Assuming that the ball is a point mass, find the acceleration (m/s²) of the airplane (neglect air resistance)

The Attempt at a Solution

While hanging at 30 degrees, the ball is constant, this means that the vectorial sum of forces is zero (Newton's law), but I don't know what to do next !

 

[jambaugh]

What forces are acting on the ball? Why do you say the sum of vector forces is zero?

 

[aziiri]

The weight and the force of plane's acceleration, I guess ! !

it is zero because the ball is constant with respect to the plane, Should I take the Earth as my reference so the ball is moving ?

 

[Chestermiller]

The weight and the force of plane's acceleration, I guess ! !

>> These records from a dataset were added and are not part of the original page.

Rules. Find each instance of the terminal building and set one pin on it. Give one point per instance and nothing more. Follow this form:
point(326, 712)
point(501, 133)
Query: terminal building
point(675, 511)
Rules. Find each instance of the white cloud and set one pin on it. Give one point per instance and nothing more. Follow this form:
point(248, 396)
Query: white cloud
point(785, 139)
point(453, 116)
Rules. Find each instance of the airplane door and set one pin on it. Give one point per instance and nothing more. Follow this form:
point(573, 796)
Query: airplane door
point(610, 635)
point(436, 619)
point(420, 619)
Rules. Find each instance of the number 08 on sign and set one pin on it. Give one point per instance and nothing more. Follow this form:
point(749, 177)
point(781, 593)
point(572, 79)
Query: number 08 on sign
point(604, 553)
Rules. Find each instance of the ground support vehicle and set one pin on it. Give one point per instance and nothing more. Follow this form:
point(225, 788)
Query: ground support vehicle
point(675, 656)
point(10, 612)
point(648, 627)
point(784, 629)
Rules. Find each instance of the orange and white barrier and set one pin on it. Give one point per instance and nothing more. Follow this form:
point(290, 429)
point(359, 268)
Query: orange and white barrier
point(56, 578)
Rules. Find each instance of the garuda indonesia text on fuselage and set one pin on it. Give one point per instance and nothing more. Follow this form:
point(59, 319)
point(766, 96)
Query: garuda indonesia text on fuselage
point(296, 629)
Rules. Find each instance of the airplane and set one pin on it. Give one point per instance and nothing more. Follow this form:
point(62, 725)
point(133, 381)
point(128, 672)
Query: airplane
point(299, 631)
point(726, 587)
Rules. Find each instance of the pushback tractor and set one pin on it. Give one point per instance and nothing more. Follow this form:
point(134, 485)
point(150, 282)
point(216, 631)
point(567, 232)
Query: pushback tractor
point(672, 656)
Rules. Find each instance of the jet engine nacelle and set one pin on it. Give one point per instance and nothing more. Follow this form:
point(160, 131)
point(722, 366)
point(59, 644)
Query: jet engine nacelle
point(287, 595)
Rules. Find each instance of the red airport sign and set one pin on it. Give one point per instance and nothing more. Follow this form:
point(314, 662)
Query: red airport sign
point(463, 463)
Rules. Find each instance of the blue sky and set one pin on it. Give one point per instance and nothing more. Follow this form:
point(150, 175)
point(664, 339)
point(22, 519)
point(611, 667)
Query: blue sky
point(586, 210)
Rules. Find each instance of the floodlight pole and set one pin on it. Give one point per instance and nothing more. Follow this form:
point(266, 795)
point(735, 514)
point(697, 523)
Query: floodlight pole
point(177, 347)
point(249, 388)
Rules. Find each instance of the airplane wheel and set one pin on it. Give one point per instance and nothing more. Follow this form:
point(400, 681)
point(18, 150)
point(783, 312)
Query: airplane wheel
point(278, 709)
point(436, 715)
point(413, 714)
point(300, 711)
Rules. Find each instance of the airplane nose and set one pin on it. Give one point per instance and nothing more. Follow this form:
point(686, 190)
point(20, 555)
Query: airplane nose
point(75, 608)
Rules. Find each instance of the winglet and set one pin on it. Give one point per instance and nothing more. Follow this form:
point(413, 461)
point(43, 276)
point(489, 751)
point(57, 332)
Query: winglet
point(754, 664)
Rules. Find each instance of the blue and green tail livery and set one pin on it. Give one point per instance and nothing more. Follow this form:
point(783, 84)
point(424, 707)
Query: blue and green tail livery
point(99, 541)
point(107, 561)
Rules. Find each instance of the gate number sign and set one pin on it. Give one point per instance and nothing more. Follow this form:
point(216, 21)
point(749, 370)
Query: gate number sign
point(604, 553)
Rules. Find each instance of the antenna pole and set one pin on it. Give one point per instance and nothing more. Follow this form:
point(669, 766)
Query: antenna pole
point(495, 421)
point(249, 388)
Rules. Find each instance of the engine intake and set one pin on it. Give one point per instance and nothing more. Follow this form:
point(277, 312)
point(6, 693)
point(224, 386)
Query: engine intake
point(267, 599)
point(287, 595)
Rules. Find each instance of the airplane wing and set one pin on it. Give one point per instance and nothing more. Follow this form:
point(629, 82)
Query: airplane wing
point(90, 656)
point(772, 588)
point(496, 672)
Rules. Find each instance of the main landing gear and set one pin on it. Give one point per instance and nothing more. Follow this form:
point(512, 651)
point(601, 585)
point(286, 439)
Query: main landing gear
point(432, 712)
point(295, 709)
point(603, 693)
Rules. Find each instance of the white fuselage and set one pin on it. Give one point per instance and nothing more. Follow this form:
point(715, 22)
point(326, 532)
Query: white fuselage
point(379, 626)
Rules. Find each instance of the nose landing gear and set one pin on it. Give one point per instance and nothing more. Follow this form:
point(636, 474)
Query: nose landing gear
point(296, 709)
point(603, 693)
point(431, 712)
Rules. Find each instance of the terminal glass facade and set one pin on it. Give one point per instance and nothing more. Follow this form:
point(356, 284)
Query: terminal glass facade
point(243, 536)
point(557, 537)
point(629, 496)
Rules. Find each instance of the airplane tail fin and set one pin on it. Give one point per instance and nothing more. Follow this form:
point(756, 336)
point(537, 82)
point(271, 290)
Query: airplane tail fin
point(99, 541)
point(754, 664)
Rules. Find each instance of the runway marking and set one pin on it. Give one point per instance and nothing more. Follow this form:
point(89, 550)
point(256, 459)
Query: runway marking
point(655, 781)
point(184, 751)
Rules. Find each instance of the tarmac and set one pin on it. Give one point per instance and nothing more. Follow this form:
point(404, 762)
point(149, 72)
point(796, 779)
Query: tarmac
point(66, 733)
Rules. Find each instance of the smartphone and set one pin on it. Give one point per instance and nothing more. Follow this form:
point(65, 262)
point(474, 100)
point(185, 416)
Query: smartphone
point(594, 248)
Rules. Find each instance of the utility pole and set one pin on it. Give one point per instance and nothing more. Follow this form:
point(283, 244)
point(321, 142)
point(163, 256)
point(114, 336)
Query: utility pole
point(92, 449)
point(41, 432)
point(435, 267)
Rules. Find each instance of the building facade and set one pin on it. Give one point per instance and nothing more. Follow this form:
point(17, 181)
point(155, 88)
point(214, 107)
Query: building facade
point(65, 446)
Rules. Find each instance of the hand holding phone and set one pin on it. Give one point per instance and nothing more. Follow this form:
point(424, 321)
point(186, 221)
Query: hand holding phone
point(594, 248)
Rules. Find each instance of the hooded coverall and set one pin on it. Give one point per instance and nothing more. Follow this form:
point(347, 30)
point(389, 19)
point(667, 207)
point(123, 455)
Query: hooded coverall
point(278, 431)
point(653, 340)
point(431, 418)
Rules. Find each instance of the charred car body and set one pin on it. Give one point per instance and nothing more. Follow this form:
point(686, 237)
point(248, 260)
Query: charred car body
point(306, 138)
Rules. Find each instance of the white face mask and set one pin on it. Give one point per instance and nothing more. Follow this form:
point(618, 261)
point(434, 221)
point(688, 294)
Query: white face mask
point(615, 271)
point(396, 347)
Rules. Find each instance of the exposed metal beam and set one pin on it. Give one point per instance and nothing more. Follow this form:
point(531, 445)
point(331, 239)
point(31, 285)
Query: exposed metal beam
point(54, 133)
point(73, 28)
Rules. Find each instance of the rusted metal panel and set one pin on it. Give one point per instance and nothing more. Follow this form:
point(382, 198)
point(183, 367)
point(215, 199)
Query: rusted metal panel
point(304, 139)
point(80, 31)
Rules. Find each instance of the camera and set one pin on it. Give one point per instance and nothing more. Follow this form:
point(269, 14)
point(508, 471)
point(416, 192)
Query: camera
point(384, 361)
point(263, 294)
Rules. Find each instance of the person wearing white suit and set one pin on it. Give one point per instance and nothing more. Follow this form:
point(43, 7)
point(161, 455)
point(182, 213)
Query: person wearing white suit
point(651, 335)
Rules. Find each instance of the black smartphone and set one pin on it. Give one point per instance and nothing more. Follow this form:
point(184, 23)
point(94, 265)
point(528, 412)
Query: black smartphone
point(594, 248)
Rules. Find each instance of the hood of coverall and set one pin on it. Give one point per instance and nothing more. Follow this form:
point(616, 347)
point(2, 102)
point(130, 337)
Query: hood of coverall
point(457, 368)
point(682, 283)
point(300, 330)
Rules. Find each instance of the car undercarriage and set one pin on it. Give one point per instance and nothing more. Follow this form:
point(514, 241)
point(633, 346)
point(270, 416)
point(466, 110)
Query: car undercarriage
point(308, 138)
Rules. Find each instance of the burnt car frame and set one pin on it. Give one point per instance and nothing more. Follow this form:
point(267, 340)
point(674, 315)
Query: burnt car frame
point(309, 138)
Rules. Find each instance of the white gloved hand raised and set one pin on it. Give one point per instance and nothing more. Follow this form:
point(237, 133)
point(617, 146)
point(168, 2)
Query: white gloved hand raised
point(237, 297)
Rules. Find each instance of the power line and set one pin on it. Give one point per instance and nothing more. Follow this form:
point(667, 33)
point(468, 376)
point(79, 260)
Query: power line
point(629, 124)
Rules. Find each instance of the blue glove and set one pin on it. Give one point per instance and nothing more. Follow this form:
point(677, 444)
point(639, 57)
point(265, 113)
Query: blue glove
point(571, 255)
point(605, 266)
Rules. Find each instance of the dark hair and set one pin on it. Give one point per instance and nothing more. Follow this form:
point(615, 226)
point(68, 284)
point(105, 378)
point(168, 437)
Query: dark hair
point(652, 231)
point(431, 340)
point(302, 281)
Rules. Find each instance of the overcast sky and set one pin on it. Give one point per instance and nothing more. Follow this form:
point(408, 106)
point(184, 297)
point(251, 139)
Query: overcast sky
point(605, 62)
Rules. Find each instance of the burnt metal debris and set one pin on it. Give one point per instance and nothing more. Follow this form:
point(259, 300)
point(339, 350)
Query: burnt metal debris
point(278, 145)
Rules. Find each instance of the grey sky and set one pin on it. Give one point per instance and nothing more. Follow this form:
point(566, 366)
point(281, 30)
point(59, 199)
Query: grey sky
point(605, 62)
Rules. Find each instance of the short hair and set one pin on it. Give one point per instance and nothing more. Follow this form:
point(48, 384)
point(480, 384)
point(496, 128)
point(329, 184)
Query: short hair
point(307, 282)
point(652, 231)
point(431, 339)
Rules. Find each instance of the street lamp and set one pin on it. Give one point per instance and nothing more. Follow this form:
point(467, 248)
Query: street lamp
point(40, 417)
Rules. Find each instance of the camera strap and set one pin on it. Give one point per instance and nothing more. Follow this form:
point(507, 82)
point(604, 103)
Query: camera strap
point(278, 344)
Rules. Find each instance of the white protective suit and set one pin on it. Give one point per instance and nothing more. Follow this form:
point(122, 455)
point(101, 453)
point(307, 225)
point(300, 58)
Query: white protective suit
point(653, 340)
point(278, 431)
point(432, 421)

it is zero because the ball is constant with respect to the plane, Should I take the Earth as my reference so the ball is moving ?

Yes. To apply Newton's second law, you need to express it with respect to an inertial reference frame. Also, if you do a free body diagram on the ball, you will see that you have omitted one of the forces acting on the ball. Also, what exactly do you mean by the term "the force of the plane's acceleration?" Relative to an inertial reference frame, this has no meaning. Also, relative to an inertial reference frame, the net force on the ball is not zero.

 

[aziiri]

You mean that I should change my inertial reference frame ?
I think I omitted the tension of the chord.

Can someone please give me the first steps ! this problem is killing me.

 

[Sentin3l]

I would suggest you draw a free body diagram of the ball. Be sure to include tension, and gravity, those are the only two forces acting on the ball. Take a look at the components of both forces, if any.

 

[BruceW]

yeah, for this problem you should just use an inertial reference frame (since that is what I would guess you are used to). So think of the motion of the ball with respect to the ground, not with respect to the plane. And think of how the acceleration of the ball must be related to the acceleration of the plane ?

 

[aziiri]

I'm sorry but I can't do it, I stuck with the first steps (drawing the forces), I really appreciate that someone give me the forces.

 

[Chestermiller]

Please don't give up. Here are some hints:

1. If the plane is accelerating, and the ball is stationary relative to the plane, then relative to the ground, the ball is accelerating at the same rate as the plane.
2. Think of the ball hanging from the string at an angle of θ=30 degrees to the vertical. There are two forces acting on the ball: A vertical force of gravity through the center of mass, pointing downward toward the ground, and a tension force pointing upward at an angle of 30 degrees to the vertical. If T is the tension in the string, (in terms of T and θ), what is the component of the tension force on the ball vertically upward? What is the component of the tension force on the ball horizontally?
3. Is the ball accelerating vertically upward relative to the ground? If not, the forces on the ball in the vertical direction must be in balance. From this you can determine the tension in the cord.
4. Is the ball accelerating horizontally relative to the ground? What is the net component of force acting on the ball horizontally? From Newton's second law, how is this net component of force related to the acceleration of the ball?

 

[aziiri]

Oh, thanks a lot.

T is the tension and P is the gravity:

Vertically : T sin(30°)=P.
Horizontally : T Cos(30°)= m a.

Using the first equation, we have : m g tan(30°)=m a, which means that : a=g tan(30°).

 

[BruceW]

looks good to me. nice work!

 

[Chestermiller]

Oh, thanks a lot.

T is the tension and P is the gravity:

Vertically : T sin(30°)=P.
Horizontally : T Cos(30°)= m a.

Using the first equation, we have : m g tan(30°)=m a, which means that : a=g tan(30°).

Good, except for one thing, In the first two equations, you have the sine and cosine reversed. Astonishingly, even though you did this, you somehow got the final answer correct.

 

[BruceW]

ah, yeah, the string is meant to be 30 degrees with respect to the vertical. but his equations would imply 30 degrees with respect to the horizontal, and rearranging them give a tan(30) = g , but he wrote them the wrong way around, which made them the same as the correct answer. hehe two wrong make a right?